Keats’ Poetic Content

 

-        Keats successfully explored a variety of poetic forms during his brief career: the sonnet, the ode, the epic, the elegy.

-        In each of these forms he experimented with different poetic devices in search of many effects.

-        In some poems he luxuriates in a dreamy escape from the depressing realities of his life by massing delightful sensations in highly sensual poems. In these poems he frequently pictures a happiness that the world can never give him.

-        In other poems he confronts the truth of human suffering with compassion and intelligence.

-        Keats possessed a speculative mind which energetically explored the paradoxes of existence even though he felt certain that he would never find any solid lasting answers to his questions.

-        He felt imaginative sympathy for opposing positions in any argument, so he could argue each side with equal eloquence. In his greatest poems, opposite visions of life seem poised in perfect balance.

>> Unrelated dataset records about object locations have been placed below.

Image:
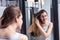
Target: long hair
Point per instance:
(9, 15)
(36, 30)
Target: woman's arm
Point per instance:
(30, 29)
(48, 32)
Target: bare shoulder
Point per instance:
(23, 37)
(51, 23)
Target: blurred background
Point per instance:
(33, 6)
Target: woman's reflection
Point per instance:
(41, 28)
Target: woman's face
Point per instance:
(20, 22)
(43, 17)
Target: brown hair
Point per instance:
(9, 15)
(35, 28)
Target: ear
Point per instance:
(16, 19)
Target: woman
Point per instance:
(11, 20)
(41, 27)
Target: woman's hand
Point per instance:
(37, 22)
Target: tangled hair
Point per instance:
(9, 15)
(36, 30)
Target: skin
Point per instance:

-        Natural longing for a better world, a happier existence, or more perfect love are balanced by a recognition that life is finite and brief.

-        For him natural fulfillment may overcome the fact of our mortality.

 

Keats’ Poetic Voice:

 

-        Keats’ poetic skills rival Shakespeare’s. In his poetry the language achieves remarkable effects.

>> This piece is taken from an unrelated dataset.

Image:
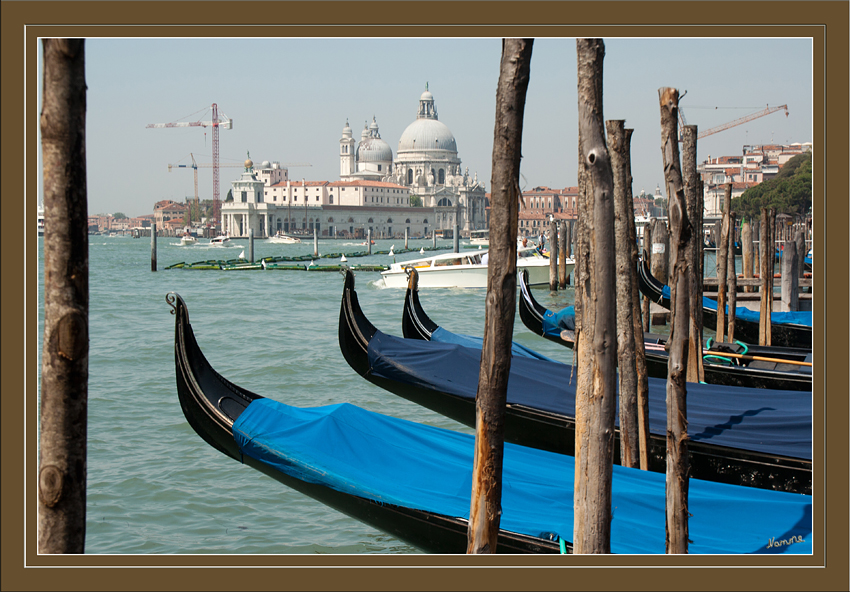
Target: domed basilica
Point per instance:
(426, 163)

-        He uses a regular end-stopped line, but they are filled with concrete sensual details and musical effects.

-        Keats makes extensive use of rhyme, but he also uses subtler musical devices like assonance and alliteration. Assonance is a similar vowel sound recurring in a line or successive lines; alliteration is a similar consonant sound being used throughout a line.

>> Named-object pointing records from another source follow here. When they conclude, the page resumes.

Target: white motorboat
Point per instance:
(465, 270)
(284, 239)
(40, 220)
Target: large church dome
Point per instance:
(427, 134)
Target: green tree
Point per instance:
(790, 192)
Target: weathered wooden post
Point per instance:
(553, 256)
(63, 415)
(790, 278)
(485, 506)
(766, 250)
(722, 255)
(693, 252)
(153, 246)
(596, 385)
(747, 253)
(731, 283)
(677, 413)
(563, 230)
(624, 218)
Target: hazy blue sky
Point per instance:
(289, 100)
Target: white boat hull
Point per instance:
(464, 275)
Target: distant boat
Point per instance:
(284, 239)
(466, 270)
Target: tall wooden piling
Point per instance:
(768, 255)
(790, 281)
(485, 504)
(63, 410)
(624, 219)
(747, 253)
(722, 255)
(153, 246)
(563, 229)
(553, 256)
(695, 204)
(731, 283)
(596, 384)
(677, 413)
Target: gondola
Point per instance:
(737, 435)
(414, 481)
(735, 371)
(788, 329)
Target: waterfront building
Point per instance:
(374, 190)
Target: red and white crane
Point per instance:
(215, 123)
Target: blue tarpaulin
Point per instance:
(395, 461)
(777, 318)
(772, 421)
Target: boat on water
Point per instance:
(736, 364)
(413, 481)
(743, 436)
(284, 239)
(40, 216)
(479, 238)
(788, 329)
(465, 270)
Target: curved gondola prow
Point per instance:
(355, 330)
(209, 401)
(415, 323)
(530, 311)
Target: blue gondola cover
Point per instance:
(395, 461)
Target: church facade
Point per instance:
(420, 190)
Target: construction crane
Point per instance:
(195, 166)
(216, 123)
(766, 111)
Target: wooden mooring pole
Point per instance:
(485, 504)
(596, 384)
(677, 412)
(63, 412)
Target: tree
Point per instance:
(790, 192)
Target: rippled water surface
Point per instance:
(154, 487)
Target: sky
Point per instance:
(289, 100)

-        Keats loved to make his lines as intense as possible but still exercise absolute control.  He said, “Poetry should surprize by a fine excess…” Frequently, his poems mass imagery and enriched language to describe objects in repose. His goal may be to juxtapose aspects of the eternal with the flash of passing life.

-        Another device that Keats loved to use was evoking two or more senses simultaneously in one image. For instance, throughout “Ode to a Nightingale” Keats compares the sound of the nightingale’s song to a variety of sensual responses: drinking deep a “draught of vintage”, flight to a realm of ‘verdurous glooms’, a magic window opening ‘on the foam of perilous seas’. He will mix senses in specific images as well: ‘embalmed dark’, ‘tender is the night’.

 

Creative Writing ala Keats

 

-        Write a description of an object in repose, like a tree or a hill, or the façade of a church or school. However, you need to use the most elaborate and active language possible in your lines.

-        Fill your description with verbals: use participles and gerunds instead of adjectives and nouns.

-        Try to use poetic devices like rhyme, alliteration and assonance in your poem.

-        See if you can intensify the sense experience by using words which evoke one sense in the service of a word from a different sense: “the embalming darkness”.

-        Describe the object, but allow it to come alive in your imagination and take you wherever it wants you to go.